The seroprevalence of IgG antibodies against Toxoplasma gondii was assessed in 169 adult non-hemophiliac Japanese patients infected with human immunodeficiency virus. The seroprevalence of T. gondii infection was only 14.2%, which was similar to findings from the USA and lower than that reported for most other countries. The positive ratio of T. gondii IgG antibodies was significantly higher in patients aged ≥ 40 years (21.0% vs. 7.9%, p=0.01) with < 200 CD4+ cells /µL (20.5% vs. 9.4%, p=0.04). Group analysis showed that seropositivity did not differ according to sexuality. The ratios of positivity for hepatitis B surface antigen, hepatitis B surface antibody, hepatitis C antibody, serological findings for syphilis and the findings of the Treponema pallidum hemaggulation test were not associated the seroprevalence of IgG antibodies against T. gondii.

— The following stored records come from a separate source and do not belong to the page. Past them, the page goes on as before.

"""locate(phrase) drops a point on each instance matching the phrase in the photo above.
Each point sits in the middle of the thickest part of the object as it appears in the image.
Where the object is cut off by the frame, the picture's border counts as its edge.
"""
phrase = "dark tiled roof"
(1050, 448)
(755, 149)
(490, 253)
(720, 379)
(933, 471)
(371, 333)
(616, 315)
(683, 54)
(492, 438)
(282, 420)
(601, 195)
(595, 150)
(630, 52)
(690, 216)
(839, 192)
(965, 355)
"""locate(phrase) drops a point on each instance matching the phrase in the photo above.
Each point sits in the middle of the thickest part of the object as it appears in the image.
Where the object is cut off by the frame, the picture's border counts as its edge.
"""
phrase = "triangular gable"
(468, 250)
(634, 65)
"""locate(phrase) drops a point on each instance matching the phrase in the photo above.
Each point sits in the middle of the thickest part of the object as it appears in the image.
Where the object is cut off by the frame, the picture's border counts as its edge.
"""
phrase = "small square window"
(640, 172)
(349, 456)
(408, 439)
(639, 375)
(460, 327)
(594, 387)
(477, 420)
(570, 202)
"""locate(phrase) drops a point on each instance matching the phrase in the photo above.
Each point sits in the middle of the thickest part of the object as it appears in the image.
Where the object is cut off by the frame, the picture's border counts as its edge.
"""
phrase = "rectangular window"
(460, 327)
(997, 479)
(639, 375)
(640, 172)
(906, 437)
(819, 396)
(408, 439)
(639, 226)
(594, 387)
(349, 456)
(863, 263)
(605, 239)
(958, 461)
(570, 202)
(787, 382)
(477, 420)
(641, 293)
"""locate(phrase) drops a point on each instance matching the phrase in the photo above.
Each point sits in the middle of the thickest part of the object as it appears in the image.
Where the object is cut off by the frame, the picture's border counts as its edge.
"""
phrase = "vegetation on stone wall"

These results indicate that patients in Japan with lesions of the central nervous system and antibodies against T. gondii are highly likely to have toxoplasmosis. Infection with T. gondii should be carefully assessed in elderly Japanese patients who are infected with human immunodeficiency virus.

Citation

Takahashi H, Tsubouchi A, Murai K, Yamanouchi M, Tanei M, et al. (2014) Seroprevalence of Toxoplasma gondii Infection among HIV- Infected Patients in Tokyo, Japan. Clin Res HIV/AIDS 1(2): 1007.

Keywords

•    Acquired immune deficiency syndrome
•    Toxoplasmosis
•    Hepatitis B virus
•    Hepatitis C virus
•    Syphilis
•    Opportunistic infection

INTRODUCTION

Toxoplasma encephalitis (TE) represents an important opportunistic infection in patients infected with human immunodeficiency virus (HIV). Measuring IgG antibodies to T. gondii is crucial, because the risk of developing cerebral toxoplasmosis is high among HIV-seropositve individuals. Therefore, HIV-infected patients with Toxoplasma antibodies must start oral pharmacotherapy as toxoplasmosis prophylaxis. Nissapatorn et al. reported that almost half (44.4%) of patients who are infected with HIV or have acquired immunodeficiency syndrome (AIDS) in Malaysia are seropositive for Toxoplasma [1], and seropositive ratios are also high in other countries except the USA [2-6]. We previously reported a very low seroprevalence (5.4%) in non-symptomatic Japanese patients [7].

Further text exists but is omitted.